1864: Thomas N. Williams to Friend Warren

This letter was written in August 1864 by 22 year-old Thomas N. Williams who enlisted two years earlier in the Chicago Board of Trade Battery. Thomas was a native of Eastern Pennsylvania but he enlisted at Chicago on 1 August 1862 and was mustered in 31 July 1862 to serve three years. According to his enlistment record, Thomas stood 5 feet 11 inches, had brown hair and gray eyes, and worked as a clerk. He mustered out of the Battery on 30 June 1865.

Thomas was most likely the son of Randal and Mary A. Williams of Lackawaxen, Pike county, Pennsylvania. I could not confirm his presence in Chicago before or after the war from City Directories but I also can’t be certain of his middle initial. In Battery records he is identified as Thomas N. William but the “N” looks like it could be an “H” to me. Randal and Mary Williams also had a son named Franklin (b. 1839) and he may have been the “Frank” mentioned by Thomas in the fourth paragraph.
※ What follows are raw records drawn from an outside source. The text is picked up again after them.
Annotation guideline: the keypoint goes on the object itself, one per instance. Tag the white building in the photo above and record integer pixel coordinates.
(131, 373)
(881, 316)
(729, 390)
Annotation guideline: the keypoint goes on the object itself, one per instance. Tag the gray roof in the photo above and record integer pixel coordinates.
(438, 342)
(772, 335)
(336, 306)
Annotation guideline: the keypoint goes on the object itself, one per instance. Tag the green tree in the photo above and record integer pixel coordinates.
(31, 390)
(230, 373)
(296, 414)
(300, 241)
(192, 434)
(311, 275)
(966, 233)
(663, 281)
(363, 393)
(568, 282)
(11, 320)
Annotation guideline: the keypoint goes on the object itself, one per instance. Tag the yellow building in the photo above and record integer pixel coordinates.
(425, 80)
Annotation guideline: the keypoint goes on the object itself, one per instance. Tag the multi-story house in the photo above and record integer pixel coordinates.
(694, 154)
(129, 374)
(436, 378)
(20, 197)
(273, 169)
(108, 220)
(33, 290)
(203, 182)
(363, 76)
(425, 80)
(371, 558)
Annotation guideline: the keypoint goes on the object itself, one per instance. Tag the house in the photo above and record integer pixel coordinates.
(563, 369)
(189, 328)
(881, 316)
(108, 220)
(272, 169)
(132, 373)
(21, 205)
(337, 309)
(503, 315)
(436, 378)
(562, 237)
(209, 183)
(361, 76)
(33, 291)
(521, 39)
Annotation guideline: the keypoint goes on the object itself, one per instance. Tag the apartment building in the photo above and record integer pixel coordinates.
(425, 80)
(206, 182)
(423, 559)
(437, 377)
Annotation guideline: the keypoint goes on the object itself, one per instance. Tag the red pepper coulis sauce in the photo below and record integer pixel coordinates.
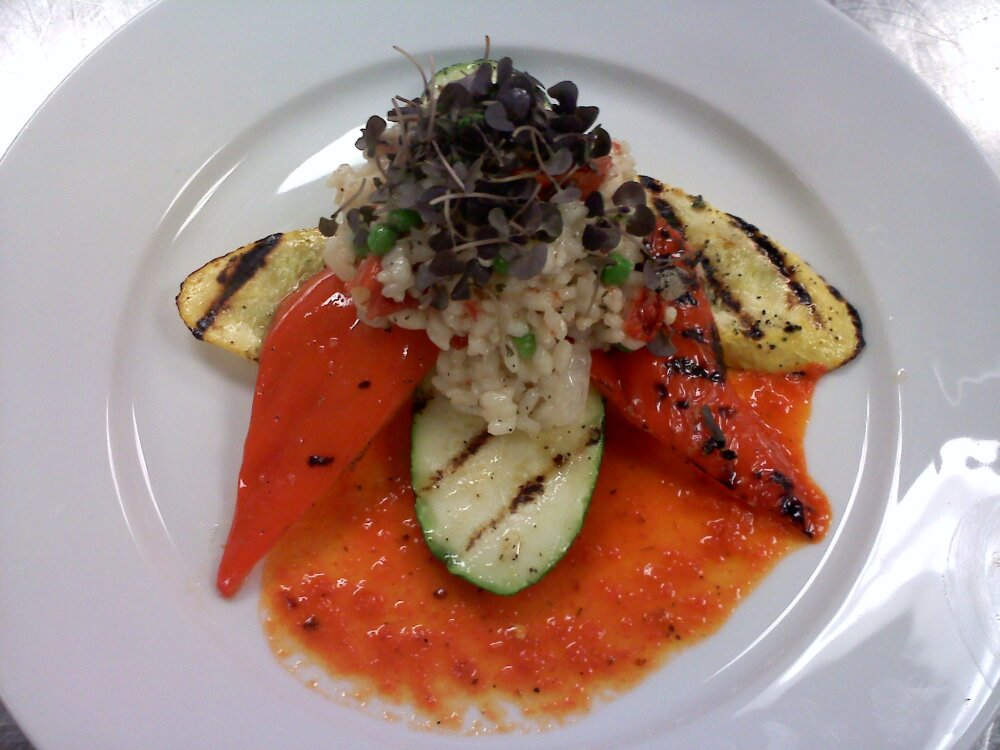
(664, 557)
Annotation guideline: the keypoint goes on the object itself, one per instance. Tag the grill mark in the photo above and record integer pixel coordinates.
(777, 259)
(471, 448)
(665, 210)
(526, 493)
(530, 490)
(725, 297)
(652, 185)
(233, 276)
(690, 368)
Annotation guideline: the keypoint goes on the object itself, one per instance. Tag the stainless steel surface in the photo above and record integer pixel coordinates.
(953, 45)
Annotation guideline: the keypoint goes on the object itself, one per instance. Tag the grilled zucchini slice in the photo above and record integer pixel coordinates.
(774, 312)
(231, 300)
(501, 510)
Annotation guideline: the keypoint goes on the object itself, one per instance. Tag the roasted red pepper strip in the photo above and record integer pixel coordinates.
(326, 385)
(684, 401)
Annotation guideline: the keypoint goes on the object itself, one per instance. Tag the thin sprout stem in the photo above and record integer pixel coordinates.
(447, 166)
(462, 196)
(417, 65)
(350, 200)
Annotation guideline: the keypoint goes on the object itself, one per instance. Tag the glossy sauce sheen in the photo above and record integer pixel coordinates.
(664, 557)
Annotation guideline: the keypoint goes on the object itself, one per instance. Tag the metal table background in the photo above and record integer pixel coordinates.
(953, 45)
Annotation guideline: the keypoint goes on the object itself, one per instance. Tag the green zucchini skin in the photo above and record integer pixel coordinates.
(501, 510)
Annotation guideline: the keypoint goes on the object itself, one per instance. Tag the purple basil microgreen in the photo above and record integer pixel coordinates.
(629, 195)
(565, 93)
(641, 223)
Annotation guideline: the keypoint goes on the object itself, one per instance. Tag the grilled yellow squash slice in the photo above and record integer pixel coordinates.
(774, 312)
(231, 300)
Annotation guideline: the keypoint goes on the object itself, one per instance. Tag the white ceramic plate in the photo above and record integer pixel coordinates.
(204, 126)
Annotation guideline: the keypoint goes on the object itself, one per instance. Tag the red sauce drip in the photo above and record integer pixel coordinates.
(664, 557)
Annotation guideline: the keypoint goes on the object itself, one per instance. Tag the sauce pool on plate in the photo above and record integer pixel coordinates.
(664, 557)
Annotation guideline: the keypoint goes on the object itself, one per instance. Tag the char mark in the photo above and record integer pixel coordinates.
(652, 185)
(688, 367)
(665, 210)
(527, 493)
(234, 275)
(471, 448)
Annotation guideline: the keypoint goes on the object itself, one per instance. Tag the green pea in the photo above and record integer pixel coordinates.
(617, 272)
(525, 345)
(402, 219)
(381, 238)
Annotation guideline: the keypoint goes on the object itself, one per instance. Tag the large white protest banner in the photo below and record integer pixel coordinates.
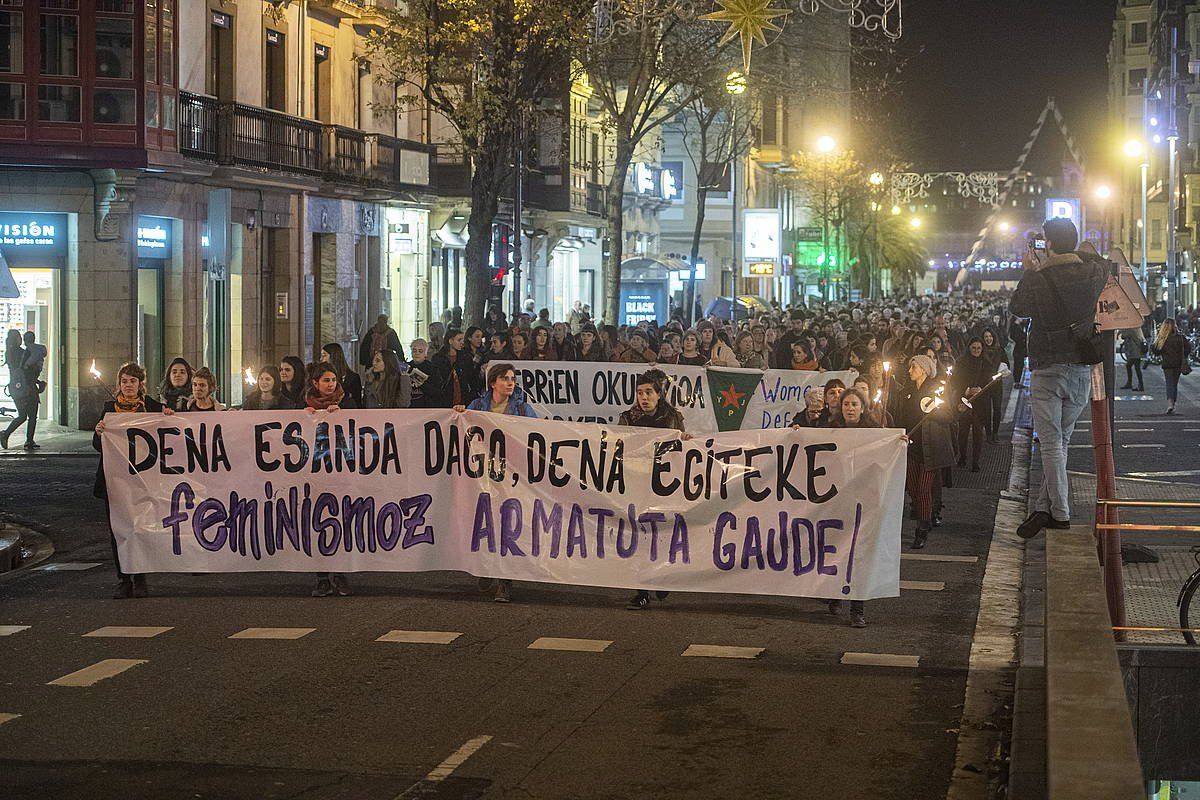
(711, 398)
(811, 512)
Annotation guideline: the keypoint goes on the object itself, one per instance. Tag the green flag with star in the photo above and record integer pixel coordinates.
(731, 391)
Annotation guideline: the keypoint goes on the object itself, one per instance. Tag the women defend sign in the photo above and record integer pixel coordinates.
(808, 512)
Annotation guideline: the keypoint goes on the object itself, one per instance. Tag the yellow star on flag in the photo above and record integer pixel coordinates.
(749, 19)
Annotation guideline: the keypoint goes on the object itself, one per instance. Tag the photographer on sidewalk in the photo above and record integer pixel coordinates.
(1057, 293)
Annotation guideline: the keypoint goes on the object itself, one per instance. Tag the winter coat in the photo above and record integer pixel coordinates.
(517, 403)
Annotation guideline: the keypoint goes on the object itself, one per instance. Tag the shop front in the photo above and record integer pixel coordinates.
(36, 248)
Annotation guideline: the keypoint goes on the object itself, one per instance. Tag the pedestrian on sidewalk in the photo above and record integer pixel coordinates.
(502, 396)
(652, 409)
(1059, 293)
(1133, 346)
(131, 398)
(1176, 352)
(22, 390)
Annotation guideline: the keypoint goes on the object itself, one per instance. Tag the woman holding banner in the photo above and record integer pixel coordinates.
(131, 398)
(651, 409)
(502, 396)
(327, 394)
(855, 413)
(925, 416)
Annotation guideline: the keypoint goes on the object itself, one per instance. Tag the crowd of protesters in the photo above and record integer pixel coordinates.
(925, 364)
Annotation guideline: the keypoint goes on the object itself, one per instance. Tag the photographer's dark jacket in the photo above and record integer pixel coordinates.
(1079, 284)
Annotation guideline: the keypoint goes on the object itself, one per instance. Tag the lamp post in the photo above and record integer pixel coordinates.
(826, 145)
(735, 85)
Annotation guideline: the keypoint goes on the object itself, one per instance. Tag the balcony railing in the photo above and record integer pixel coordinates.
(247, 136)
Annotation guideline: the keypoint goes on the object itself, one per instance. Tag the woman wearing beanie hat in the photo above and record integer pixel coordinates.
(931, 447)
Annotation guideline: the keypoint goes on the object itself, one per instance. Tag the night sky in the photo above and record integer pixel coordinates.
(988, 66)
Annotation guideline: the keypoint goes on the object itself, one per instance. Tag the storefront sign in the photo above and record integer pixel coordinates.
(761, 240)
(34, 239)
(154, 238)
(808, 512)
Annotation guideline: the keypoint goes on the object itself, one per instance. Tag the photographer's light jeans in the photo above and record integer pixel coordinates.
(1057, 395)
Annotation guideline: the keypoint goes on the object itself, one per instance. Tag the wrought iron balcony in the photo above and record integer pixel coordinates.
(247, 136)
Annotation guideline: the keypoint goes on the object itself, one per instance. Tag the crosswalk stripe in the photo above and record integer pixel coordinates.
(576, 645)
(273, 633)
(935, 557)
(721, 651)
(419, 637)
(922, 585)
(97, 672)
(880, 660)
(127, 631)
(67, 566)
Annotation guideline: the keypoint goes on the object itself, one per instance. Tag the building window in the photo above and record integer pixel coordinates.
(60, 44)
(12, 101)
(58, 103)
(12, 49)
(1137, 77)
(114, 48)
(114, 106)
(322, 83)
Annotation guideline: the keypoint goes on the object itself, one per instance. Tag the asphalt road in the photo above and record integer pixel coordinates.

[Note: This letter is from the personal collection of Jim Doncaster and is published by express consent. The header image shows the Chicago Board of Trade Battery in the field.]

TRANSCRIPTION

Chicago Board of Trade Battery
In Field 6 miles North of Atlanta
August 3rd 1864

Friend Warren,

Your appreciated favor of July 18th came to hand in due time and I hasten to reply. Was glad to hear that you were all well and also to get a letter from the Lackawaxen. I have only a few moments to write. Therefore you will please excuse brevity.
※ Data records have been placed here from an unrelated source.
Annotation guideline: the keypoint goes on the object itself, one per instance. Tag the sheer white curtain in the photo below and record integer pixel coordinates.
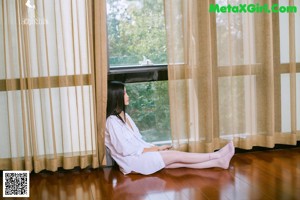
(47, 85)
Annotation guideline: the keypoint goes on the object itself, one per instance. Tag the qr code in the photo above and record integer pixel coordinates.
(15, 183)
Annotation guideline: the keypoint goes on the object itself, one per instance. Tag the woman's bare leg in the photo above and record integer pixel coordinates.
(183, 159)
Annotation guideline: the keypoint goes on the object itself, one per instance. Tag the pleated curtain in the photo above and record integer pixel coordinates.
(232, 76)
(49, 82)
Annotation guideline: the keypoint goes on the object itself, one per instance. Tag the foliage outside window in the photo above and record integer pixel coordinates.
(136, 32)
(149, 107)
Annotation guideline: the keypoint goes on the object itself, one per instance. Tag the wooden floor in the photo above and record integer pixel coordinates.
(271, 174)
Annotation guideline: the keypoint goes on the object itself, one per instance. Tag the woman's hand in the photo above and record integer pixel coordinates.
(164, 147)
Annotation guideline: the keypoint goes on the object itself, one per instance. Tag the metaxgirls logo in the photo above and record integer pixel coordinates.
(33, 18)
(252, 8)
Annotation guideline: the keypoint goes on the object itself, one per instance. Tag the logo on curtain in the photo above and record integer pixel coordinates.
(33, 18)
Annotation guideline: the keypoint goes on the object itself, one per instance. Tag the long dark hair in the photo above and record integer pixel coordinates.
(115, 99)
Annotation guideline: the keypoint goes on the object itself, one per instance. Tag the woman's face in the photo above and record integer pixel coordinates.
(126, 98)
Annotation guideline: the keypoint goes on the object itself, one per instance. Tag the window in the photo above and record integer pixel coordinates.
(138, 57)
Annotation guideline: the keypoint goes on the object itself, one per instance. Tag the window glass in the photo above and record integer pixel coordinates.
(149, 109)
(136, 32)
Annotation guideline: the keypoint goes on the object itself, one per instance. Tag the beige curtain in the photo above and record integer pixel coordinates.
(232, 76)
(48, 114)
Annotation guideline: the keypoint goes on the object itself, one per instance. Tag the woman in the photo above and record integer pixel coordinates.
(133, 154)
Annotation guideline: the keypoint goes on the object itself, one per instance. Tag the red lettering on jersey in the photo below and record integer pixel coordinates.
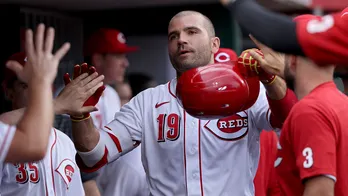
(66, 170)
(27, 172)
(232, 124)
(170, 124)
(230, 128)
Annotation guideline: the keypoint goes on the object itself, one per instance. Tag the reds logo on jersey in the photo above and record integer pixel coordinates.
(230, 128)
(66, 170)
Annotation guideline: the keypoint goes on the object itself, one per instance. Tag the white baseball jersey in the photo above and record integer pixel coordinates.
(183, 155)
(125, 176)
(55, 175)
(6, 135)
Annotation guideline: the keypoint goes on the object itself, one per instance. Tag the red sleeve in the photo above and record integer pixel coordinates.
(281, 108)
(314, 143)
(325, 41)
(273, 186)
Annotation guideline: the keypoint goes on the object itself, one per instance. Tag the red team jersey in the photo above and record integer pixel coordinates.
(265, 181)
(325, 41)
(314, 141)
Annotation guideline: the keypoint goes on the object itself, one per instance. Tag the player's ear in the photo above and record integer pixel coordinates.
(9, 94)
(215, 44)
(293, 62)
(97, 60)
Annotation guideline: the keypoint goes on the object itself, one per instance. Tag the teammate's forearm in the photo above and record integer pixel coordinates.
(85, 135)
(38, 119)
(91, 188)
(277, 89)
(267, 27)
(12, 117)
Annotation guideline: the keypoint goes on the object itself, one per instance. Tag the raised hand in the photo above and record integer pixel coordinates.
(41, 64)
(271, 62)
(82, 93)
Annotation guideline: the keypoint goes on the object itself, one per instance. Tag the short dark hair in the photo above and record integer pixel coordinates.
(139, 82)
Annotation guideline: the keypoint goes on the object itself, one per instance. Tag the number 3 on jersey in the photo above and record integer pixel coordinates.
(308, 154)
(168, 127)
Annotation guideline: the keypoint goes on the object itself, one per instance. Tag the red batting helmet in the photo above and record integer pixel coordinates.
(253, 81)
(213, 91)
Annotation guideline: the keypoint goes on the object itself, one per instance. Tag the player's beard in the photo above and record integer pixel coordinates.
(289, 78)
(197, 58)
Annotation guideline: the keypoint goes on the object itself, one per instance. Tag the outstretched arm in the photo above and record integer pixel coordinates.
(31, 137)
(274, 30)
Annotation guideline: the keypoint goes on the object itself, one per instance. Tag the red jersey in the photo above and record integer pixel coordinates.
(314, 141)
(265, 181)
(325, 40)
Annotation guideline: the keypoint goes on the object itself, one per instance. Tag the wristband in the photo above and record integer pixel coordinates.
(80, 118)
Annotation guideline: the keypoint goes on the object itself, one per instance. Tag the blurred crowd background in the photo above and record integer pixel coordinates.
(144, 24)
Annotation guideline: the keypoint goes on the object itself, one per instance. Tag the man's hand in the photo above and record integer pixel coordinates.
(253, 67)
(94, 85)
(271, 62)
(83, 89)
(41, 64)
(225, 2)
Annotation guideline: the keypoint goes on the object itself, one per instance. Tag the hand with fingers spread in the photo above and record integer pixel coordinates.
(81, 94)
(41, 63)
(253, 66)
(271, 62)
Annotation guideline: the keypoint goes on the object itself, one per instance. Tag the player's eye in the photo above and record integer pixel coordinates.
(191, 32)
(172, 37)
(24, 85)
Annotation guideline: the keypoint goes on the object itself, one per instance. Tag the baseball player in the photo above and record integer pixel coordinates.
(57, 173)
(342, 72)
(124, 90)
(106, 49)
(314, 136)
(140, 82)
(265, 181)
(322, 39)
(29, 139)
(183, 155)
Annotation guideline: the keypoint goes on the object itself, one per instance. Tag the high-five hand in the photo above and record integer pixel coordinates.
(272, 62)
(41, 64)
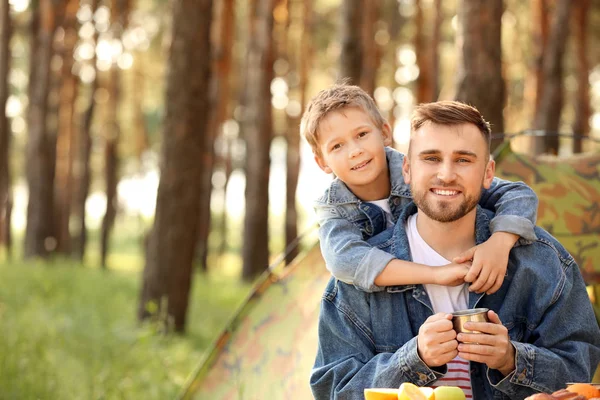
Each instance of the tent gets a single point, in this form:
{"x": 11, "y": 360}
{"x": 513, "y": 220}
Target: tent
{"x": 269, "y": 347}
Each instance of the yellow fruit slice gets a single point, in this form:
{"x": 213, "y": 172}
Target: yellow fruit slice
{"x": 428, "y": 392}
{"x": 409, "y": 391}
{"x": 381, "y": 394}
{"x": 449, "y": 393}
The news from this department are not at all interesting now as everything has been quiet for the past two days—although while I write there is a terrific cannonading in the center of our lines—and I judge that Sherman has opened on Atlanta again with his siege guns still banging away at Atlanta which we hope to have possession of ere many days as it is only a question of time.

This campaign has lasted now over 3 months and the soldiers are becoming completely sick of the continual whiz! buzz! of the Minié balls—as also the of continually sleeping on their arms in line of battle.
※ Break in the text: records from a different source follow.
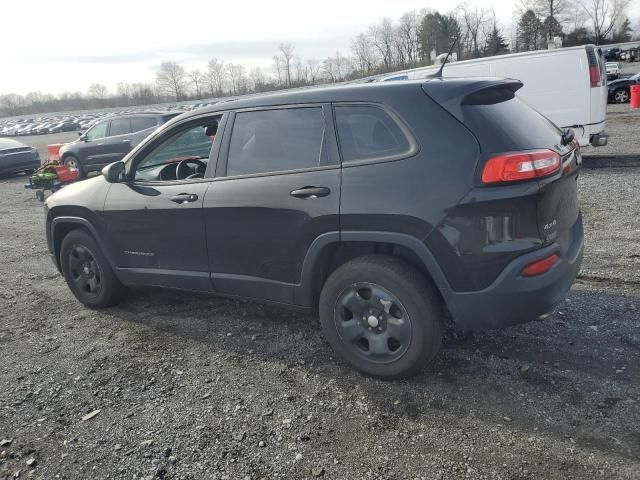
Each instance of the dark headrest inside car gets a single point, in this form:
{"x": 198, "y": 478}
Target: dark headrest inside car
{"x": 211, "y": 130}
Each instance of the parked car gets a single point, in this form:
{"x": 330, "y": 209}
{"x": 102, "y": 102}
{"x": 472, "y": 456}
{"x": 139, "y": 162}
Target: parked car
{"x": 17, "y": 157}
{"x": 620, "y": 90}
{"x": 379, "y": 205}
{"x": 66, "y": 126}
{"x": 109, "y": 140}
{"x": 567, "y": 85}
{"x": 614, "y": 70}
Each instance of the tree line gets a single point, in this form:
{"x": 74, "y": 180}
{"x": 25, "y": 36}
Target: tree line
{"x": 414, "y": 40}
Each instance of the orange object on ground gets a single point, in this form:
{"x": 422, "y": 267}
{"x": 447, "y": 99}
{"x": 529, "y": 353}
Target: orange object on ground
{"x": 54, "y": 151}
{"x": 635, "y": 96}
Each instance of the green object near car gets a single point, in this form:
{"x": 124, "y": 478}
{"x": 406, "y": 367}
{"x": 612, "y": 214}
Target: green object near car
{"x": 40, "y": 180}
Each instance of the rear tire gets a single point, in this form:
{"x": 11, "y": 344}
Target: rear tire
{"x": 381, "y": 316}
{"x": 72, "y": 162}
{"x": 87, "y": 271}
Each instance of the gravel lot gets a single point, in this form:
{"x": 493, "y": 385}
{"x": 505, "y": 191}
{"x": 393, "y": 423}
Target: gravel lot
{"x": 197, "y": 387}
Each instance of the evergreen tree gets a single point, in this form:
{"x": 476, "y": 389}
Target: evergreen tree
{"x": 437, "y": 32}
{"x": 496, "y": 44}
{"x": 530, "y": 32}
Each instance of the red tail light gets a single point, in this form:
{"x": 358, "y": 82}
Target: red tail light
{"x": 594, "y": 75}
{"x": 540, "y": 266}
{"x": 518, "y": 166}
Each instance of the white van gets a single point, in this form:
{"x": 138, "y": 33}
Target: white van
{"x": 567, "y": 85}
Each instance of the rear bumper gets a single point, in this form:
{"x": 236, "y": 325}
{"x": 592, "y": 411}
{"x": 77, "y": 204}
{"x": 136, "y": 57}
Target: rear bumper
{"x": 591, "y": 134}
{"x": 599, "y": 139}
{"x": 514, "y": 299}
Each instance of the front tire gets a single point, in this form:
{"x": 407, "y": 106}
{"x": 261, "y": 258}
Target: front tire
{"x": 87, "y": 271}
{"x": 381, "y": 316}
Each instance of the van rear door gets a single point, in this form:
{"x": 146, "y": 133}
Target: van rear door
{"x": 597, "y": 89}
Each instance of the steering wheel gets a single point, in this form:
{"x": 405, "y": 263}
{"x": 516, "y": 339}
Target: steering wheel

With yours came a letter from Frank. He is well and still at Memphis, Tennessee. His time is out in about 20 days. Consequently he feels highly elated. Who couldn’t? I have about 11 months yet and would be better pleased were it only days instead of month.

The Boys of the Battery all feel pretty good and are in excellent health. We lost 8 men the other day (wounded) at Decatur. The enemy charged our battery but did not succeed in getting us. The same day they charged our whole line but were repulsed with very heavy loss all along the entire line! ¹ They as well as we are getting heartily sick of the war and are willing to give up but the private soldier has but little notice among the big bugs of Dixie and vice versa.

I hope George will write me as I should be very happy to hear from him. That was a terrible collision of cars that you enclosed to me. ² So you saw it did you? It must have been horrible. But in the army we get used to such sights. With kind regards to all, I remain respectfully &c., — Thomas N. Williams

Chicago Board of Trade Battery
2nd Cav. Div., Army of Cumberland via Nashville

Write soon again.


¹ “Though supported by a small cavalry detachment and reinforced late, the Union defense of Decatur in the main consisted of only a single infantry brigade (63rd Ohio, 25th Wisconsin, 35th New Jersey, the Chicago Board of Trade Battery, and a section of Michigan guns) commanded by Colonel John W. Sprague [Second Brigade, Fourth Division, Sixteenth Corps]. The attacking force consisted of a large part of Joseph Wheeler’s Confederate cavalry, this mounted host significantly outnumbering Sprague’s infantry in the fight. The rich prize at Decatur was the estimated 1,600 wagons composing the entirety of the Army of the Tennessee’s ordnance and supply trains.” [Civil War Books and Authors]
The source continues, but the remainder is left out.